Psalms 43:1 - Coke's Commentary on the Holy Bible

Bible Comments

David, praying to be restored to the temple, promises to serve God joyfully: he encourageth his soul to trust in God.

Title. The subject of this Psalm is so much the same with that of the preceding, that one is strongly tempted to believe it to be a continuation of it, particularly as there is no title to interrupt. Mudge. There seems however this difference, that the former was written when the affairs of the Psalmist were at the worst; but this, when they began to amend; when he had greater hopes of repossessing his kingdom, and recovering the command of his beloved Zion, where the tabernacle of God resided.

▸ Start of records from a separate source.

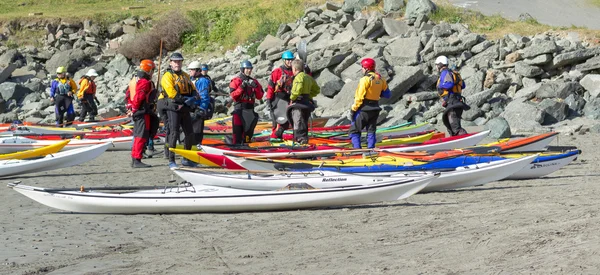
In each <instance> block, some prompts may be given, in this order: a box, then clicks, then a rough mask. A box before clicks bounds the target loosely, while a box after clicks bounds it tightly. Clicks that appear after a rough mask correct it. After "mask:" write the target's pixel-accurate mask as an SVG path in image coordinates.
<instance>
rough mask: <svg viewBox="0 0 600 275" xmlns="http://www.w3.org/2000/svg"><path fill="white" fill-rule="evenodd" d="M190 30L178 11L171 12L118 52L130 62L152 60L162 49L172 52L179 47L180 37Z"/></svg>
mask: <svg viewBox="0 0 600 275" xmlns="http://www.w3.org/2000/svg"><path fill="white" fill-rule="evenodd" d="M190 28H191V24H190V22H189V21H188V20H187V19H186V18H185V16H183V14H182V13H181V12H180V11H177V10H175V11H171V12H168V13H167V14H165V15H164V16H163V17H161V18H160V19H159V20H158V21H156V22H155V23H154V24H153V27H152V29H150V30H147V31H145V32H143V33H140V34H138V35H136V37H135V39H131V40H128V41H127V42H126V43H124V44H123V45H121V47H120V48H119V52H120V53H121V54H123V55H124V56H125V57H127V58H129V59H132V60H141V59H153V58H154V57H156V56H157V55H158V54H159V52H160V40H161V39H162V41H163V48H164V49H166V50H167V51H173V50H176V49H178V48H179V47H181V38H182V35H183V34H184V33H185V32H186V31H188V30H189V29H190Z"/></svg>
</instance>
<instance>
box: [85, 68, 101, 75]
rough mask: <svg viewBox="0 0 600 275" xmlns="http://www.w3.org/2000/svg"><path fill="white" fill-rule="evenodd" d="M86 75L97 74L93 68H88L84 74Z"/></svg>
mask: <svg viewBox="0 0 600 275" xmlns="http://www.w3.org/2000/svg"><path fill="white" fill-rule="evenodd" d="M85 75H86V76H98V72H96V70H94V69H90V70H89V71H88V72H87V73H86V74H85Z"/></svg>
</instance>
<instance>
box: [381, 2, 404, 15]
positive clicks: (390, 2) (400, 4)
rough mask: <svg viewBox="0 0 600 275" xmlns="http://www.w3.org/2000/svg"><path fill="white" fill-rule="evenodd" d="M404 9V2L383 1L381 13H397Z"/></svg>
mask: <svg viewBox="0 0 600 275" xmlns="http://www.w3.org/2000/svg"><path fill="white" fill-rule="evenodd" d="M403 7H404V0H383V11H384V12H386V13H390V12H395V11H399V10H400V9H402V8H403Z"/></svg>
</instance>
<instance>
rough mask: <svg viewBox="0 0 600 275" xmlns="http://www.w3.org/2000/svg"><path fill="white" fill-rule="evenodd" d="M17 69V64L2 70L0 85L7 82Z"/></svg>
mask: <svg viewBox="0 0 600 275" xmlns="http://www.w3.org/2000/svg"><path fill="white" fill-rule="evenodd" d="M15 69H17V66H16V65H15V64H9V65H8V66H7V67H4V68H0V83H2V82H4V81H6V79H8V78H9V77H10V75H11V74H12V73H13V72H14V71H15Z"/></svg>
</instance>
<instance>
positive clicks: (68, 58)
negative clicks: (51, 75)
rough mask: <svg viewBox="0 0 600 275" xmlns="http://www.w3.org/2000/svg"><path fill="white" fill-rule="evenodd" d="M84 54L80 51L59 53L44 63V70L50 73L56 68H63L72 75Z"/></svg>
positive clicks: (77, 49) (53, 55) (75, 69)
mask: <svg viewBox="0 0 600 275" xmlns="http://www.w3.org/2000/svg"><path fill="white" fill-rule="evenodd" d="M84 59H85V53H84V52H83V51H82V50H80V49H75V50H66V51H61V52H58V53H56V54H54V55H53V56H52V58H50V59H49V60H48V61H46V70H47V71H48V72H50V73H54V72H56V68H58V67H61V66H64V67H66V68H67V71H68V72H69V73H74V72H76V71H77V68H79V66H80V65H81V64H82V63H83V60H84Z"/></svg>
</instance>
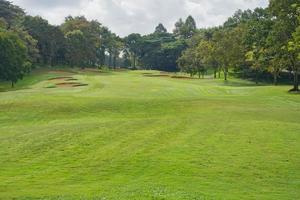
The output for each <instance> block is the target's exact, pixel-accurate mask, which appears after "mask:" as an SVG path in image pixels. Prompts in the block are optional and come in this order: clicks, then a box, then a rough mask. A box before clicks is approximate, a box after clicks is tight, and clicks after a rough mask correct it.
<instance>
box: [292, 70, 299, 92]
mask: <svg viewBox="0 0 300 200" xmlns="http://www.w3.org/2000/svg"><path fill="white" fill-rule="evenodd" d="M292 91H299V73H298V70H295V72H294V88H293V90H292Z"/></svg>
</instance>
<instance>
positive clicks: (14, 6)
mask: <svg viewBox="0 0 300 200" xmlns="http://www.w3.org/2000/svg"><path fill="white" fill-rule="evenodd" d="M299 16H300V3H299V2H298V0H270V2H269V6H268V7H267V8H257V9H255V10H245V11H242V10H238V11H237V12H236V13H235V14H234V15H233V16H232V17H230V18H229V19H228V20H227V21H226V22H225V23H224V24H223V25H222V26H219V27H212V28H205V29H197V26H196V22H195V20H194V19H193V17H192V16H189V17H187V18H186V19H185V20H183V19H179V20H178V21H177V22H176V23H175V27H174V30H173V32H172V33H170V32H168V31H167V29H166V28H165V27H164V25H163V24H159V25H158V26H157V27H156V28H155V30H154V32H153V33H151V34H148V35H140V34H137V33H132V34H130V35H128V36H126V37H124V38H121V37H119V36H118V35H116V34H115V33H112V32H111V31H110V30H109V29H108V28H107V27H105V26H103V25H102V24H101V23H100V22H98V21H97V20H87V19H86V18H85V17H84V16H75V17H72V16H68V17H66V18H65V21H64V22H63V23H62V24H61V25H59V26H54V25H51V24H49V23H48V21H47V20H45V19H43V18H42V17H39V16H30V15H27V14H26V13H25V12H24V10H23V9H22V8H20V7H18V6H16V5H13V4H12V3H11V2H9V1H6V0H0V80H6V81H11V83H12V85H14V84H15V83H16V82H17V81H18V80H19V79H22V77H23V76H24V75H26V74H27V73H29V72H30V70H31V69H32V68H35V67H41V66H57V65H64V66H70V67H82V68H85V67H95V68H96V67H103V66H108V67H110V68H117V67H124V68H130V69H153V70H162V71H170V72H176V71H179V70H181V71H183V72H186V73H188V74H190V75H191V76H195V75H198V76H199V78H201V77H204V76H205V75H206V74H207V73H209V72H212V74H213V77H214V78H221V76H222V77H224V79H225V80H227V79H228V76H229V74H234V75H236V76H240V77H242V78H251V79H253V80H255V81H256V82H258V81H266V80H268V79H270V77H272V79H273V82H274V84H277V83H278V81H279V80H280V79H281V80H288V81H290V80H292V82H293V85H294V87H293V89H292V91H299V86H298V85H299V80H298V79H299V71H300V66H299V65H300V64H299V60H300V53H299V51H300V28H299V22H300V17H299Z"/></svg>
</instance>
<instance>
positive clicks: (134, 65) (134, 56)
mask: <svg viewBox="0 0 300 200" xmlns="http://www.w3.org/2000/svg"><path fill="white" fill-rule="evenodd" d="M133 69H134V70H135V69H136V57H135V55H134V56H133Z"/></svg>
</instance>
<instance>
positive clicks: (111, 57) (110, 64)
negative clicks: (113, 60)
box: [108, 53, 112, 67]
mask: <svg viewBox="0 0 300 200" xmlns="http://www.w3.org/2000/svg"><path fill="white" fill-rule="evenodd" d="M111 60H112V55H111V53H109V60H108V66H109V67H111V65H112V64H111Z"/></svg>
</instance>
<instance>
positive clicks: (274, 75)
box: [274, 72, 278, 85]
mask: <svg viewBox="0 0 300 200" xmlns="http://www.w3.org/2000/svg"><path fill="white" fill-rule="evenodd" d="M274 85H278V73H277V72H275V73H274Z"/></svg>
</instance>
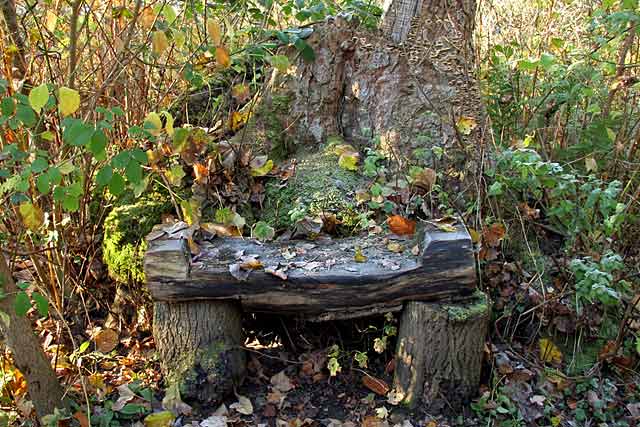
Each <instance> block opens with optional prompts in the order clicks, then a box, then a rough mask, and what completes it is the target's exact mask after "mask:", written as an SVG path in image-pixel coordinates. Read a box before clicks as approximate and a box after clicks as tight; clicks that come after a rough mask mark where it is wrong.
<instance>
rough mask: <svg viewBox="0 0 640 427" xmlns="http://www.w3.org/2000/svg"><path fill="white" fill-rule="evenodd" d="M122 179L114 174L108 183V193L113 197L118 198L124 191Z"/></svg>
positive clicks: (117, 175) (115, 172)
mask: <svg viewBox="0 0 640 427" xmlns="http://www.w3.org/2000/svg"><path fill="white" fill-rule="evenodd" d="M124 186H125V182H124V178H123V177H122V175H120V174H119V173H117V172H114V174H113V176H112V177H111V181H110V182H109V192H110V193H111V194H113V195H114V196H119V195H120V194H122V192H123V191H124Z"/></svg>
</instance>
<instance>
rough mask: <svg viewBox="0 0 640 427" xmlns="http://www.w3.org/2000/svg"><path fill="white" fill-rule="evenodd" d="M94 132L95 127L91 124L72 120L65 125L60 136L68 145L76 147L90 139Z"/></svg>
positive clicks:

Psalms 43:1. An ungodly nation חסיד לא la chasid. Chasid generally signifies passively a person or nation favoured of God. Under which notion it is applied to the Jewish nation in general, and some favoured persons in particular; but sometimes it signifies actively generous, beneficent, or the like; therefore, if David here speaks of the people in rebellion against him, חסיד לא lo chasid must signify an ungenerous, unkind, and ungrateful nation. Achitophel will well answer the character of a deceitful and crooked man.

Psalms 43:1

1 Judge me, O God, and plead my cause against an ungodlya nation: O deliver me from the deceitful and unjust man.